La Croix, 7 juin 1986, par Emmanuel Saunderson
Au royaume des sortilèges
Le propre des mythes est d’être dépourvus de version originale, de se multiplier, à la fois semblables et autres, dans les récits qu’ils inspirent. Et, pour l’écrivain, le poète, aujourd’hui encore, raconter un mythe revient non pas à le répéter, mais plutôt, à partir d’un foyer brasillant de figures, d’emblèmes et de symboles, à cueillir une parole à sa naissance.
C’est ce que nous suggère Ginevra Bompiani avec Les Règnes du sommeil, un livre étrange et beau, que sa rêverie la conduise sur les traces des Centaures et des Amazones, d’Éros et de Psyché ou d’Hercule et de ses travaux. La précision de son écriture, le jeu des rythmes et des assonances que la traductrice a su rendre admirablement, hissent le moindre de ses récits à la perfection d’un poème en prose. Que la phrase porte le sens avec mobilité, qu’elle estompe ses contours ou fasse surgir une force oraculaire, tout semble avoir lieu ici dans un état second, à la fois vif et somnambulique, et relever de ce que Roger Caillois appelait les cohérences aventureuses…

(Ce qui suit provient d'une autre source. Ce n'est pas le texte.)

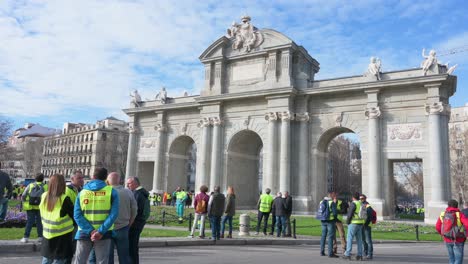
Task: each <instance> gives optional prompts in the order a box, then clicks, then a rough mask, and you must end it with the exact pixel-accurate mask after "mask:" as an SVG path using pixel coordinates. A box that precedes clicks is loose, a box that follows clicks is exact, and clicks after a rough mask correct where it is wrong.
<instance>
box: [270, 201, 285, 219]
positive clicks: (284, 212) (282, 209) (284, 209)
mask: <svg viewBox="0 0 468 264" xmlns="http://www.w3.org/2000/svg"><path fill="white" fill-rule="evenodd" d="M271 211H272V212H273V214H274V215H275V216H285V215H286V203H285V199H283V198H281V197H276V198H275V199H274V200H273V206H272V207H271Z"/></svg>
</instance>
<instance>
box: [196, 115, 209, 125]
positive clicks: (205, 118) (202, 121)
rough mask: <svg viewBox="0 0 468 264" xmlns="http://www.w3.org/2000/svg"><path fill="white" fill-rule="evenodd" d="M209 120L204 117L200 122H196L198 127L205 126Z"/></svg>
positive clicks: (206, 117) (207, 124) (207, 117)
mask: <svg viewBox="0 0 468 264" xmlns="http://www.w3.org/2000/svg"><path fill="white" fill-rule="evenodd" d="M210 124H211V122H210V119H209V118H208V117H204V118H203V119H202V120H200V122H198V127H207V126H210Z"/></svg>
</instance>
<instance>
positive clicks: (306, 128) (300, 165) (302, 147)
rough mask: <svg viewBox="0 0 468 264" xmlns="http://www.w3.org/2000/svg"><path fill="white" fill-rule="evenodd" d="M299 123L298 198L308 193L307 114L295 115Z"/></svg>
mask: <svg viewBox="0 0 468 264" xmlns="http://www.w3.org/2000/svg"><path fill="white" fill-rule="evenodd" d="M296 121H299V122H300V123H299V170H298V173H299V175H298V178H297V182H298V189H297V195H298V196H308V195H309V194H310V193H309V189H308V187H309V113H307V112H305V113H303V114H296ZM289 191H290V190H289Z"/></svg>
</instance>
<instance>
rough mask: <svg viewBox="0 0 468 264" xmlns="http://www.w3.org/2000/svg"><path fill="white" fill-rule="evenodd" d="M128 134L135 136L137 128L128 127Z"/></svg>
mask: <svg viewBox="0 0 468 264" xmlns="http://www.w3.org/2000/svg"><path fill="white" fill-rule="evenodd" d="M128 132H129V133H131V134H136V133H138V132H139V130H138V127H135V126H128Z"/></svg>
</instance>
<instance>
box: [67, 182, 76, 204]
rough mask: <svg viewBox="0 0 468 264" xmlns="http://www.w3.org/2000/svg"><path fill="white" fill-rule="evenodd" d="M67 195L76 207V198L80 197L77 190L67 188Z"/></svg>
mask: <svg viewBox="0 0 468 264" xmlns="http://www.w3.org/2000/svg"><path fill="white" fill-rule="evenodd" d="M65 194H66V195H67V196H68V197H70V200H71V201H72V203H73V205H75V201H76V196H78V192H77V191H76V190H75V188H73V189H72V188H69V187H68V186H67V187H65Z"/></svg>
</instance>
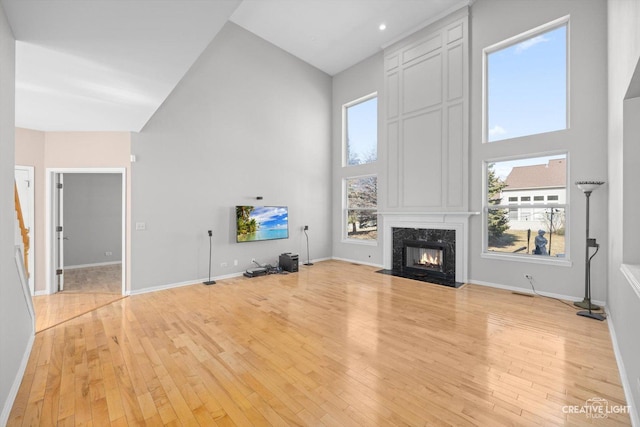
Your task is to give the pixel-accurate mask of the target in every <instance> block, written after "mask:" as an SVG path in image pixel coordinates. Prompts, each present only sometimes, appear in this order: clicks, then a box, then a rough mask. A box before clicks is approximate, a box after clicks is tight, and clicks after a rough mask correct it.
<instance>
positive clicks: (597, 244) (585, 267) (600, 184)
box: [573, 181, 605, 320]
mask: <svg viewBox="0 0 640 427" xmlns="http://www.w3.org/2000/svg"><path fill="white" fill-rule="evenodd" d="M602 184H604V181H578V182H576V187H578V188H579V189H580V190H581V191H582V192H583V193H584V195H585V196H586V198H587V241H586V248H585V267H584V300H582V301H579V302H574V303H573V304H574V305H576V306H578V307H580V308H586V309H587V310H586V311H579V312H578V313H577V314H578V316H584V317H589V318H591V319H596V320H604V319H605V317H604V316H603V315H602V314H598V313H593V312H592V311H591V310H599V309H600V307H598V306H597V305H594V304H592V303H591V259H592V258H593V257H594V256H596V254H597V253H598V250H599V249H600V245H599V244H598V243H596V239H592V238H590V237H589V199H590V197H591V193H592V192H593V191H594V190H595V189H597V188H598V187H600V186H601V185H602ZM589 248H596V251H595V252H594V253H593V255H591V256H589Z"/></svg>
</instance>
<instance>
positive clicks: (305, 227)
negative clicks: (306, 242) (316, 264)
mask: <svg viewBox="0 0 640 427" xmlns="http://www.w3.org/2000/svg"><path fill="white" fill-rule="evenodd" d="M308 229H309V226H308V225H305V226H304V228H303V229H302V231H304V235H305V236H307V262H305V263H304V265H313V263H312V262H311V259H310V258H309V235H308V234H307V230H308Z"/></svg>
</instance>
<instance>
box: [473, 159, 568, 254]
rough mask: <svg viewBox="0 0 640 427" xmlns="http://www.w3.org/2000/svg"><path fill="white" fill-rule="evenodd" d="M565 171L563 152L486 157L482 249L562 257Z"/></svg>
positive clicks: (564, 221)
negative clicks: (486, 196) (484, 212)
mask: <svg viewBox="0 0 640 427" xmlns="http://www.w3.org/2000/svg"><path fill="white" fill-rule="evenodd" d="M567 175H568V172H567V155H566V154H561V155H554V156H547V157H535V158H522V159H518V160H509V161H499V162H491V163H487V166H486V176H487V182H486V192H487V197H486V200H487V203H486V206H485V213H486V219H487V237H488V238H487V247H486V251H488V252H502V253H512V254H528V255H550V256H555V257H564V256H565V254H566V247H565V239H564V236H565V233H566V228H567V223H566V218H565V211H566V208H567V203H568V202H567ZM545 195H546V201H545V200H544V197H545ZM532 199H533V201H531V200H532ZM503 200H505V201H506V200H508V201H509V202H508V203H503ZM514 200H519V202H514ZM538 236H539V237H538ZM536 237H538V239H536ZM542 244H543V245H542ZM537 246H543V247H539V248H537Z"/></svg>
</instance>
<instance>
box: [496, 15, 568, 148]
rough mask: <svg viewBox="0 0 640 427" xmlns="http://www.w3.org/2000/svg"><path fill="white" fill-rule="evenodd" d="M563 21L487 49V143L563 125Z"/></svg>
mask: <svg viewBox="0 0 640 427" xmlns="http://www.w3.org/2000/svg"><path fill="white" fill-rule="evenodd" d="M558 25H559V26H558ZM567 25H568V24H567V22H566V20H564V21H561V22H560V23H557V22H556V23H552V24H549V25H546V26H544V27H542V28H541V29H539V30H537V31H535V30H534V31H533V32H529V33H527V34H526V35H524V36H522V37H518V38H516V39H515V41H514V40H509V41H506V42H503V43H500V44H498V45H495V46H492V47H489V48H487V49H485V61H486V64H485V66H486V82H485V83H486V92H485V97H486V118H485V120H486V123H485V128H486V134H485V140H486V141H487V142H493V141H499V140H504V139H509V138H516V137H521V136H527V135H535V134H540V133H544V132H552V131H557V130H562V129H566V128H567V126H568V120H567Z"/></svg>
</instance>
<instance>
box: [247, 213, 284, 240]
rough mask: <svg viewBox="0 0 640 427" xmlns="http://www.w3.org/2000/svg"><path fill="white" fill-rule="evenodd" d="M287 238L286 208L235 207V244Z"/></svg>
mask: <svg viewBox="0 0 640 427" xmlns="http://www.w3.org/2000/svg"><path fill="white" fill-rule="evenodd" d="M288 238H289V209H288V208H287V207H286V206H236V242H257V241H260V240H275V239H288Z"/></svg>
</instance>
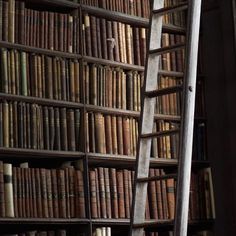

Si Ginevra Bompiani nous montre un Héraclès accablé de fatigue avant même sa rencontre avec le lion de Némée, si elle en fait un héros dissocié du destin auquel il obéit, ou si le labyrinthe n’est rien d’autre chez elle que la peau véritable du Minotaure, une peau creusée de galeries où le fils d’Égée s’immisce comme un ver, c’est qu’elle sait unir la liberté de l’invention et l’acuité de la méditation. Ainsi naissent les sortilèges essentiels des Règnes du sommeil.